What is peripheral polyneuropathy and how to treat it

Peripheral polyneuropathy arises when severe damage occurs to various peripheral nerves, which carry information from the brain, and spinal cord, to the rest of the body, causing symptoms such as weakness, tingling and persistent pain.

Although this disease most often affects the feet and hands, it can affect the entire body and usually happens as a complication of diabetes, exposure to toxic substances or infections, for example.

In most cases the symptoms improve with the treatment of the disease that is causing the nerve damage, but in other situations, it may be necessary to maintain the constant use of medications to control the symptoms and improve the quality of life.

Main symptoms

The symptoms of peripheral polyneuropathy vary according to the affected sites, however, the most common include:

  • Stabbing pain or persistent burning;
  • Constant tingling that gets more intense;
  • Difficulty moving your arms and legs;
  • Frequent falls;
  • Hypersensitivity in the hands or feet.

As the disease progresses, other more important nerves may be affected, such as those of the breath or those of the bladder, resulting in other symptoms such as difficulty in breathing or holding the pee, for example.

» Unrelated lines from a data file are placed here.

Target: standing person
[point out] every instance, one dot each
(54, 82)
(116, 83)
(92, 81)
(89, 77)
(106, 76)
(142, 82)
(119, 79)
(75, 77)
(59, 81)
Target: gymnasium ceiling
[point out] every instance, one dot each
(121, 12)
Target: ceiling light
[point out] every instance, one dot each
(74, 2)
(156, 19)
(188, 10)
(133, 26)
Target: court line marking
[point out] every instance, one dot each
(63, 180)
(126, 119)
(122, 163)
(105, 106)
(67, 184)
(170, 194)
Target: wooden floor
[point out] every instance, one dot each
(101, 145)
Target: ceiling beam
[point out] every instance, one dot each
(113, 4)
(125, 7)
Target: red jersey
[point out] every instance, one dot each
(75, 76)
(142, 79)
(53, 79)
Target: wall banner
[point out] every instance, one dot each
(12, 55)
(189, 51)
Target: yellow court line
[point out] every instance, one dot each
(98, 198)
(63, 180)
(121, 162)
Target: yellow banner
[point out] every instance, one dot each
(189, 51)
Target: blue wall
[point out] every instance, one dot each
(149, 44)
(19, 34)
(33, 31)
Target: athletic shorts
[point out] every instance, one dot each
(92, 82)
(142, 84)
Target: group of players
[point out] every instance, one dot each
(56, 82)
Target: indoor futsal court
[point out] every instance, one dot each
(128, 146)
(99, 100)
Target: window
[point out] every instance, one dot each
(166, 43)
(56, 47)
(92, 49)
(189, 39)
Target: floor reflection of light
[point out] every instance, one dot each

These symptoms can appear and develop over several months or years and, therefore, often go unnoticed, until more serious problems arise.

What causes polyneuropathy

Polyneuropathy is usually caused by progressive nerve damage, resulting from metabolic diseases, such as diabetes, or autoimmune diseases, such as lupus, rheumatoid arthritis, or Sjogren's syndrome. However, infections, exposure to toxic substances, and even heavy knocks can also cause nerve problems and result in polyneuropathy.

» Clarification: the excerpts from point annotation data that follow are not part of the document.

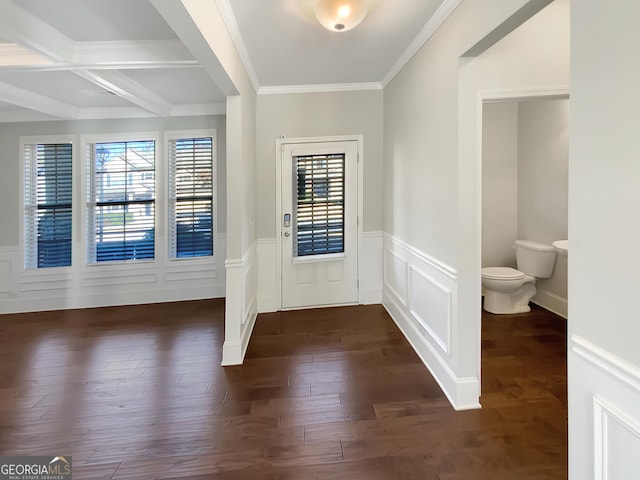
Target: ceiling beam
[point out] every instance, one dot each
(127, 88)
(19, 26)
(34, 101)
(135, 54)
(179, 19)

In more rare cases, polyneuropathy can even appear without any apparent cause and, there, it is known as idiopathic peripheral polyneuropathy.

How the treatment is done

When polyneuropathy appears as a complication of another disease, treatment needs to be started with the control of that disease. Thus, in the case of diabetes, for example, it is important to be careful with food or to start using insulin, since if the cause is caused by an autoimmune disease, it may be recommended to start the use of drugs that reduce the immune system.

If the symptoms appear without an apparent cause or due to another problem that cannot be treated, the doctor may prescribe some remedies to relieve the symptoms, such as:

  • Anti-inflammatories: such as Ibuprofen or Nimesulide;
  • Antidepressants: such as Amitriptyline, Duloxetine or Verflaxacin;
  • Anticonvulsants: such as Gabapentin, Pregabalin or Topiramate.

However, in the most severe cases, it may also be necessary to use drugs derived from opioids, such as tramadol or morphine, which have a more potent action, but which, as they create addiction, are only used in cases where it is not possible to control pain with the other remedies.

In addition, it may also be recommended to do complementary therapy, with acupuncture or phytotherapy, for example, to reduce the doses of medications.